Cuando el cerrajero abrió la puerta todos se precipitaron dentro de la habitación y como madre, criada y hermana gritaron a un tiempo, la lanza viril de Gregorio despertó con tal fuerza que se alzó hasta casi tocar el techo, llevando en la punta, cual bandera blanca con animalillos pintados, su calzón hecho girones. Samsa perdió el equilibrio y reculó hasta chocar con la pared, luego no pudo sostener el peso y abrazado al tronco cayó de frente. La vergüenza tiene gran poder en personas como él, gracias a ella pudo aguantar el disparo seminal hasta que su miembro estuvo a la altura de los pies de los presentes. Es bien sabido, y pese a su poca experiencia, Gregorio estaba al tanto, es mejor salpicar en los pies que en la cara. No hubiera acontecido más desastre que algunas manchas si en ese momento el infeliz cerrajero no se hubiera agachado a recoger su martillo. La mayor parte del fluido lo golpeó en el culo, dándole un impulso tal que dicho artífice de las puertas abiertas –era conocido del encargado, por su habilidad con las cajas fuertes-, salió impulsado escaleras abajo, donde sufrió el ya clásico descalabro.

Cuando tuvieron consciencia del accidente, el padre de Gregorio Samsa prefirió cerrar las puertas mientras su hijo yacía agotado sobre su propio tronco palpitante.

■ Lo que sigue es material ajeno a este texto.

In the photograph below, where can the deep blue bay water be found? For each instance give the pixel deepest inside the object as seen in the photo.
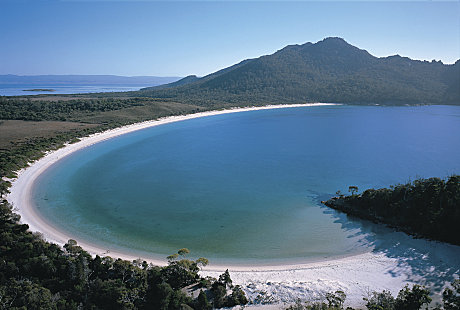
(245, 187)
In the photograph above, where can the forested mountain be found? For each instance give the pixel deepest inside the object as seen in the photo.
(328, 71)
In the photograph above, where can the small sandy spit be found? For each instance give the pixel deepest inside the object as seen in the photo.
(389, 264)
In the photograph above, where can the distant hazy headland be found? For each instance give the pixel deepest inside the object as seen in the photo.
(85, 79)
(330, 70)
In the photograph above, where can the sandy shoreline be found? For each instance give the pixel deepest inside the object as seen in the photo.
(386, 267)
(20, 191)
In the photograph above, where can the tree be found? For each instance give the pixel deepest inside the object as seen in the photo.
(353, 189)
(202, 262)
(380, 301)
(183, 252)
(451, 297)
(412, 299)
(202, 302)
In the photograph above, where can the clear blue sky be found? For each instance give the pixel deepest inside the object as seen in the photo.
(181, 38)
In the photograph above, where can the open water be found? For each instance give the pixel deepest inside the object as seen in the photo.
(246, 187)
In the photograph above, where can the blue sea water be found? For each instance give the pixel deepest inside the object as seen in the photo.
(246, 187)
(21, 89)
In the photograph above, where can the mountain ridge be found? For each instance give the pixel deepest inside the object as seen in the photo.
(330, 70)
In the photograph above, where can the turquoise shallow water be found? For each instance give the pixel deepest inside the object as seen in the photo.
(245, 187)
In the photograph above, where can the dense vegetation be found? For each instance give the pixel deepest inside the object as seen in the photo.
(84, 109)
(329, 71)
(426, 207)
(35, 274)
(38, 275)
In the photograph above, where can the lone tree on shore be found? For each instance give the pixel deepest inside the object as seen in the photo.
(353, 189)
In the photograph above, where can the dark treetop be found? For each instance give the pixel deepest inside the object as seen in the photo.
(426, 207)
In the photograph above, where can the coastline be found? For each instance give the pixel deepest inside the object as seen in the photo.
(20, 191)
(356, 275)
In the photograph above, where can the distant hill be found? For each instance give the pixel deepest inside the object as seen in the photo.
(330, 70)
(86, 79)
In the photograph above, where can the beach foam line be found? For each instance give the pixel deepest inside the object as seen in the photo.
(355, 275)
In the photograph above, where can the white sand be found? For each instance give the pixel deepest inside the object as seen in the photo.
(399, 260)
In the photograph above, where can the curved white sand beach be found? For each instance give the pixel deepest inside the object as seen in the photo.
(391, 264)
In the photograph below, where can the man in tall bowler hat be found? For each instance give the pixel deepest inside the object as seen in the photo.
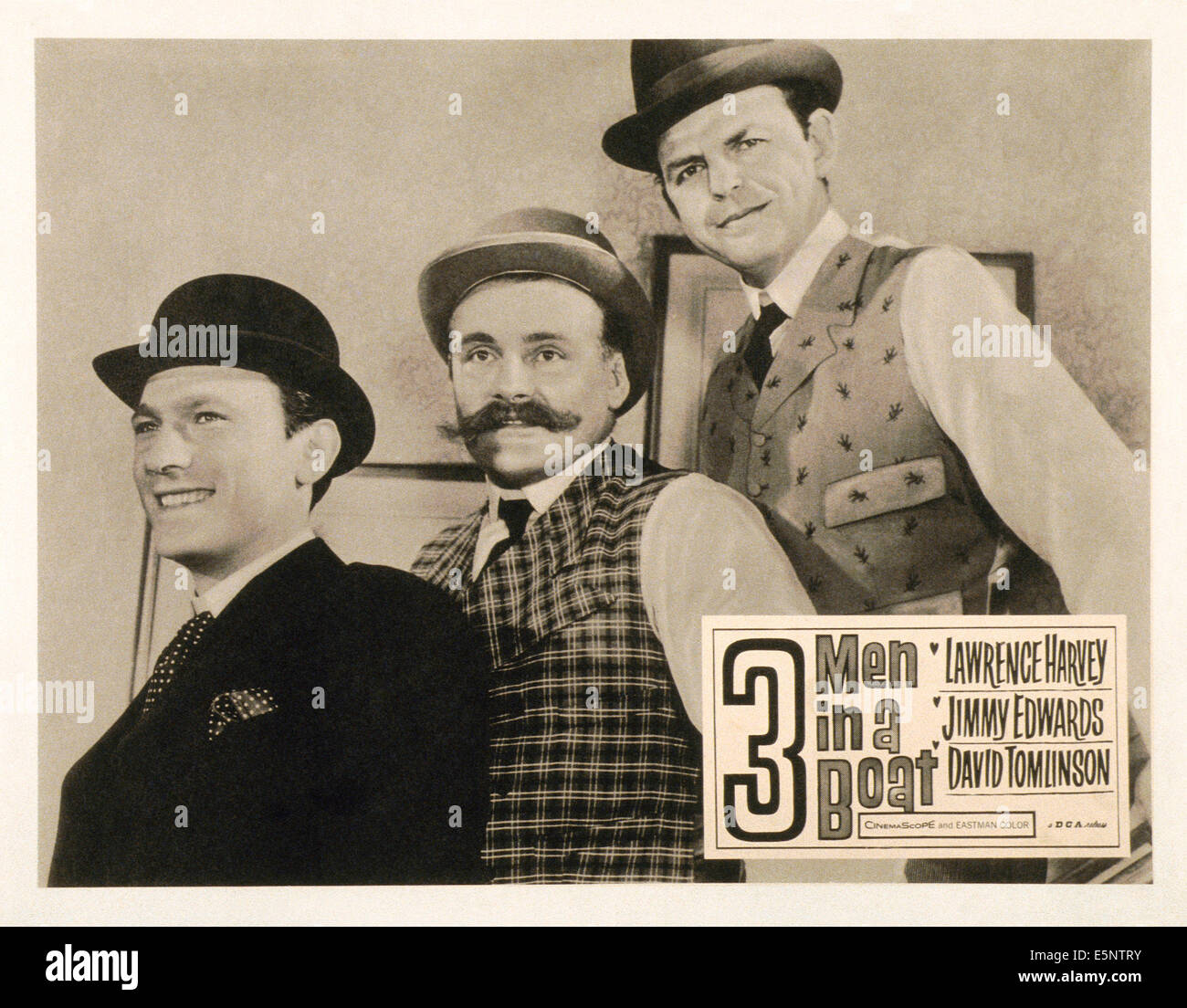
(313, 722)
(900, 474)
(589, 569)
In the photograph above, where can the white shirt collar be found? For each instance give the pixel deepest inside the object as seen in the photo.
(788, 288)
(544, 491)
(216, 597)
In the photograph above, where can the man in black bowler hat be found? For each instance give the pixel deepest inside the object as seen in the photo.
(901, 470)
(313, 722)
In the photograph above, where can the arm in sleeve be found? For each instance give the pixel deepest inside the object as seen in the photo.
(707, 551)
(1045, 459)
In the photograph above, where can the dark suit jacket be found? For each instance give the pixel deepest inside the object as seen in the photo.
(368, 789)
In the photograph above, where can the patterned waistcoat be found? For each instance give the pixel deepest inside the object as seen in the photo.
(877, 507)
(594, 766)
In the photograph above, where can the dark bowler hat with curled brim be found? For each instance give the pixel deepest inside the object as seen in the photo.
(551, 244)
(278, 331)
(675, 78)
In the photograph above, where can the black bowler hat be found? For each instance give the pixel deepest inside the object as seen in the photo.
(552, 244)
(278, 331)
(675, 78)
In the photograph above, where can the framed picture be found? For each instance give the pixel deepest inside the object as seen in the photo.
(697, 299)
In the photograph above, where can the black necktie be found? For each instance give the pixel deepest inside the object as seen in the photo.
(514, 513)
(173, 658)
(758, 352)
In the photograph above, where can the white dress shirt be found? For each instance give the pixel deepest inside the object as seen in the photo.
(1045, 459)
(216, 597)
(704, 551)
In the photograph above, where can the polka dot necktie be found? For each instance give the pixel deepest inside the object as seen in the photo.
(758, 352)
(174, 655)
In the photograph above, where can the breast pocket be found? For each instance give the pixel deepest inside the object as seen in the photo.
(885, 489)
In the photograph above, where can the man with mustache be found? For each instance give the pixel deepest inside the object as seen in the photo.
(315, 722)
(900, 474)
(589, 569)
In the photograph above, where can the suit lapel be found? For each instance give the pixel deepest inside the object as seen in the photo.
(252, 641)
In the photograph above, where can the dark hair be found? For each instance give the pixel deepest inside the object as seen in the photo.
(300, 410)
(802, 99)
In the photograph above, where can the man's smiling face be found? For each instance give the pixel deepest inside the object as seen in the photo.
(530, 368)
(748, 186)
(217, 475)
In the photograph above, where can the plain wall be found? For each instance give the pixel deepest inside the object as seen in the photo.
(142, 200)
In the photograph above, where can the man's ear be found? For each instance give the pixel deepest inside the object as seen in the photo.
(823, 138)
(620, 388)
(320, 449)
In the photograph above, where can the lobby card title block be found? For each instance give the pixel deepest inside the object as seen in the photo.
(901, 736)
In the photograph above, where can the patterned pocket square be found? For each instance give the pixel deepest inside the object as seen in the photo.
(237, 706)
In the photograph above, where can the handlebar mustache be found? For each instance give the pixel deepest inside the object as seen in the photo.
(498, 414)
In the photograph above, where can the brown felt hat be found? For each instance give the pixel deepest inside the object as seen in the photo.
(551, 244)
(675, 78)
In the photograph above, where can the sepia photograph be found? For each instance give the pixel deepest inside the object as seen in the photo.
(457, 382)
(495, 463)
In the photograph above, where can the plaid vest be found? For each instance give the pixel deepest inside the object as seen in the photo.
(594, 766)
(877, 507)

Se suspendió la visita del médico. Tiraron el cuerpo y martillo del cerrajero al Danubio y le aumentaron la dosis de carbohidratos a Gregorio. La familia de nuestro héroe también padecía de vergüenza. Gregorio habría permanecido oculto toda su vida si entre los testigos de aquel disparo lácteo no se encontrara el encargado, más que un hombre de negocios, un visionario.

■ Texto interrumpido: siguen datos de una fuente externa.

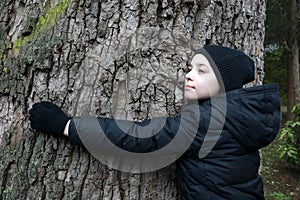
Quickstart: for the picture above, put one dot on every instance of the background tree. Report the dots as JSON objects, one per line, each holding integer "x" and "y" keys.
{"x": 115, "y": 58}
{"x": 282, "y": 42}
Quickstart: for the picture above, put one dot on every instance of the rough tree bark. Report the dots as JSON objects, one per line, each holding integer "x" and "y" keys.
{"x": 118, "y": 58}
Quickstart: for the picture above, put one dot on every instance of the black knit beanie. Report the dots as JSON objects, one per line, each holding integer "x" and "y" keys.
{"x": 231, "y": 66}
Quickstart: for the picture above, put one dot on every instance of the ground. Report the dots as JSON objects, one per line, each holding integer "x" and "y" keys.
{"x": 281, "y": 180}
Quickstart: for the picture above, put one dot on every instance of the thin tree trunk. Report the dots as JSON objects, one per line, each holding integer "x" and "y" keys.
{"x": 293, "y": 62}
{"x": 115, "y": 58}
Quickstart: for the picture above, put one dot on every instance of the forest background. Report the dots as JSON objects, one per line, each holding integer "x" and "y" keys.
{"x": 281, "y": 169}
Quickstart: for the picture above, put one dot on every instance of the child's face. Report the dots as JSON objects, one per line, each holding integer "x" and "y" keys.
{"x": 201, "y": 82}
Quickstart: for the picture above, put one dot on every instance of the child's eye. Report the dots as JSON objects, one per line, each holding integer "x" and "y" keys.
{"x": 187, "y": 69}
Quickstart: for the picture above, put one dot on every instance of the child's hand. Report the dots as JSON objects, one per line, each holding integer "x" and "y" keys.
{"x": 48, "y": 117}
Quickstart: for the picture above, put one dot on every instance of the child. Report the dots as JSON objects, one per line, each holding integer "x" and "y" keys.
{"x": 228, "y": 168}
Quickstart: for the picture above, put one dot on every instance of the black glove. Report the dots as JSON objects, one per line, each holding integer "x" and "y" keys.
{"x": 48, "y": 117}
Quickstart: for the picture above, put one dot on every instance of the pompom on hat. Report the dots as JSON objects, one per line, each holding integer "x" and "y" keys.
{"x": 231, "y": 66}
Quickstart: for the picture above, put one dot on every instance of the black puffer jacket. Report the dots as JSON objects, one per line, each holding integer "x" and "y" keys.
{"x": 230, "y": 170}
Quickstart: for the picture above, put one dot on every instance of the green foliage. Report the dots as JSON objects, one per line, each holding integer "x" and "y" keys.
{"x": 289, "y": 138}
{"x": 279, "y": 196}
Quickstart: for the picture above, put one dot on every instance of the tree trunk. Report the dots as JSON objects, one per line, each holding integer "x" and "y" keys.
{"x": 293, "y": 94}
{"x": 115, "y": 58}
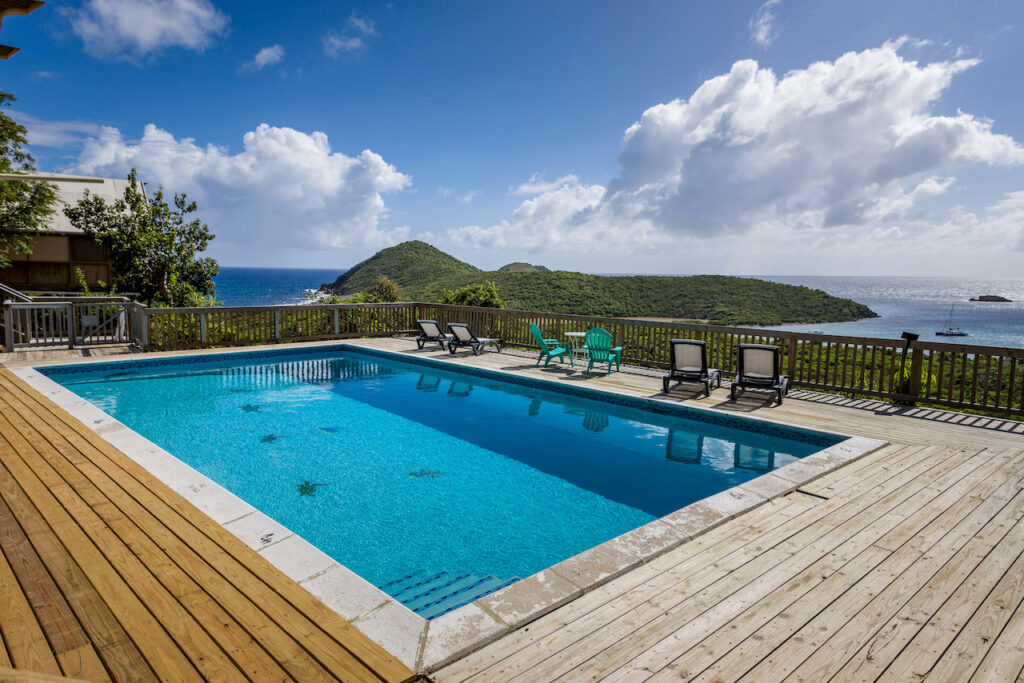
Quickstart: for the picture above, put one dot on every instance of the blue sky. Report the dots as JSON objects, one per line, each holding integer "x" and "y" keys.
{"x": 741, "y": 137}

Hay un detalle aún no dicho. Gregorio trabajaba como viajante de comercio al servicio del encargado, a causa de una antigua deuda contraída por su padre luego de una enfermedad que le impidió volver a trabajar. Ya se ha comentado su celo en cuanto a las cuestiones laborales. Gregorio Samsa mantenía aquella familia y además intentaba pagar la deuda. Al verse imposibilitado de trabajar y por demás, al aumento de su consumo de carbohidratos, la familia se vio en grandes apuros económicos. Se pensó incluso en la posibilidad de prostituir a la hermana, pero temieron que el padecimiento fuera hereditario y en ella se manifestara, sabrá Dios cómo y en horario de trabajo, pese a sus protestas el padre y la madre la encontraron inútil para el oficio. Por esta razón tuvieron que aceptar las condiciones impuestas. No hace falta mucho –ni siquiera ser un visionario como el encargado- para entender que las emanaciones liquidas de Gregorio Samsa se podían utilizar en una pequeña empresa química productora de suavizantes de piel. Como esta producción tenía cierta insinuación sexual de la que el padre se negó a hacer partícipe a su esposa e hija, se organizaron tertulias en la sala de la casa, donde se daba invitación a las alcahuetas más gritonas de Praga.

La crema –en particular su versión sólida facial- causó tantos conflictos que fue prohibida su comercialización y pasó a la ilegalidad. Millonarios de todos los países de Europa se arrebataban los potes en subastas concertadas en salones subterráneos. Este hecho ha sido poco valorado en la historia, pese a que su tráfico fue la causa del asesinado de Francisco Fernando de Austria y por tanto la chispa que encendió la Primera Guerra Mundial. El archiduque fue vilmente asesinado en una calle de Sarajevo, junto a su esposa, el 28 de junio de 1914, al ser confundido con un traficante de crema facial, en una redada entre bandas rivales.

Un aspecto diferente, tal vez no muy importante de la historia, tiene que ver tal vez con otro de los participantes en la escena de la muerte del cerrajero. La criada de la familia Samsa fue despedida de inmediato. La suma que se le pagó para mantener su silencio, no le impidió llegar de mal humor a su casa. No es menos cierto que no habló por las claras y escondió lo que para ella era lo más importante: la muerte del cerrajero; pero ante la interrogación constante de su novio le dijo que el niño de la casa, de tanto trabajar, se había convertido en un insecto maligno y por eso se había largado. Franz Kafka, el novio de la criada, tomó aquella excusa con naturalidad.